The Never Ending Tour will never end. I" m not there" because he's
everywhere and always will be, and his gift to us is his music, not himself.
And we have no right to demand it.
Lest anyone might yet think that Dylan suffers from the arrogance of
Agamemnon, I'm including the lyrics from the concert's final song, a Frank
Sinatra cover of "Stay with Me" from The Cardinal. Dylan's pleading version
makes me tear up every time I hear or read it. He knows that "genie" originally
meant gift, and that its derivative, "genius" is also a gift. For Dylan, human ego
is powerless without the blessing of the god of creation and the muses of
poetry and song. He knows that Agamemnon's hubris, his believing in his own
greatness, derailed his work and cost him his life, and that ego can over take
gratitude in a heart beat.
"Stay With Me" (Main Theme from The Cardinal)

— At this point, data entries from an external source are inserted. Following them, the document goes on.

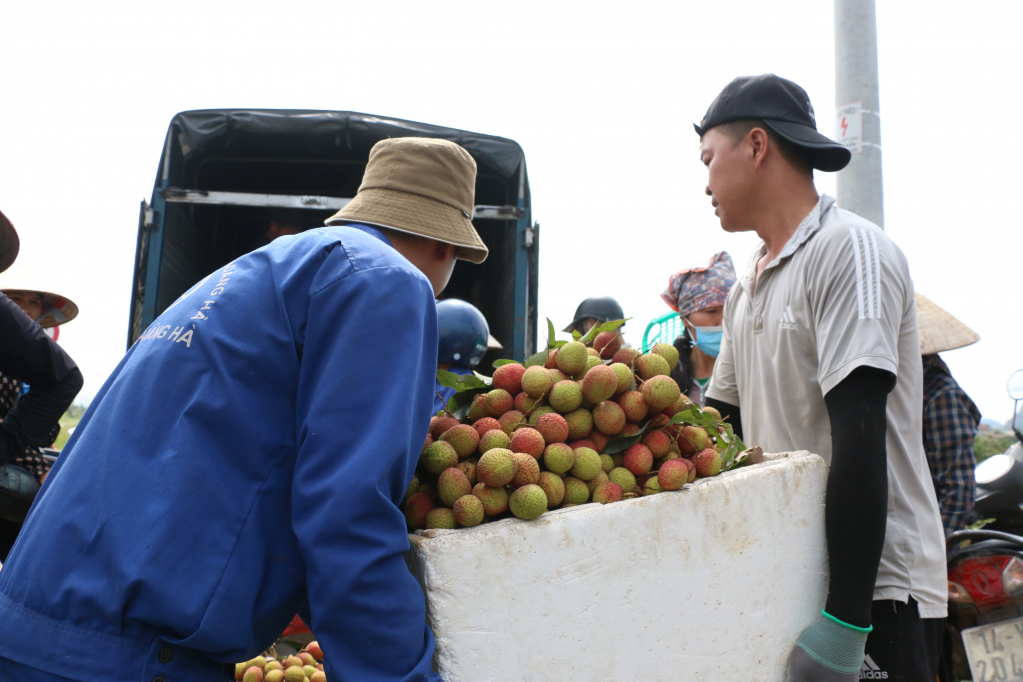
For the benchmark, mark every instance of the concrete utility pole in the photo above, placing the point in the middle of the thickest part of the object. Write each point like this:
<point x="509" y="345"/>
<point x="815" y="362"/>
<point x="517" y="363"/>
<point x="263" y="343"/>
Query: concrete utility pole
<point x="857" y="123"/>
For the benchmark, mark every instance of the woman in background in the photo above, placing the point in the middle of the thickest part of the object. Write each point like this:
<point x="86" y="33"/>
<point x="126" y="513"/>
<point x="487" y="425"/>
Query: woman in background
<point x="28" y="356"/>
<point x="698" y="296"/>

Should my heart not be humble, should my eyes fail to see,
Should my feet sometimes stumble on the way, stay with me.
Like the lamb that in springtime wanders far from fold,
Comes the darkness and the frost, I get lost, I grow cold.
I grow cold, I grow weary, and I know I have sinned,
And I go seeking shelter and I cry in the wind,
And though I grope and I blunder and I kneel and I'm wrong,
Though the rose buckles under where I walk, walk along
Till I find to my wonder every task least to see,
Or that I can do it, pray, stay with me.
Stay with me.*
-- In reversal, Dylan's Invocation to the Muse appears here as Benediction
with one request. Guide me to "every task least to see," and to see "that
I can do it." Creation never ends nor does the labor of the artist who lives
in fear, humility and "wonder" at his own abilities. Like Elvis and in the
southern blues and rock traditions, Dylan depends on that great gospel
urgency to summon the spirit because he knows that his work was all no
accident nor was it ever done alone.
-- Written in 1963 by Carolyn Leigh and Jerome Moross, "Stay with Me" was
recorded by Frank Sinatra in December of that year. In 2014, it became the
set closer for Dylan's Never Ending Tour, followong "Blowing in the Wind" in
the Encore. So far, it is the only song from Dylan's Shadows in the Night
tribute album to Frank Sinatra that has appeared on the tour set list.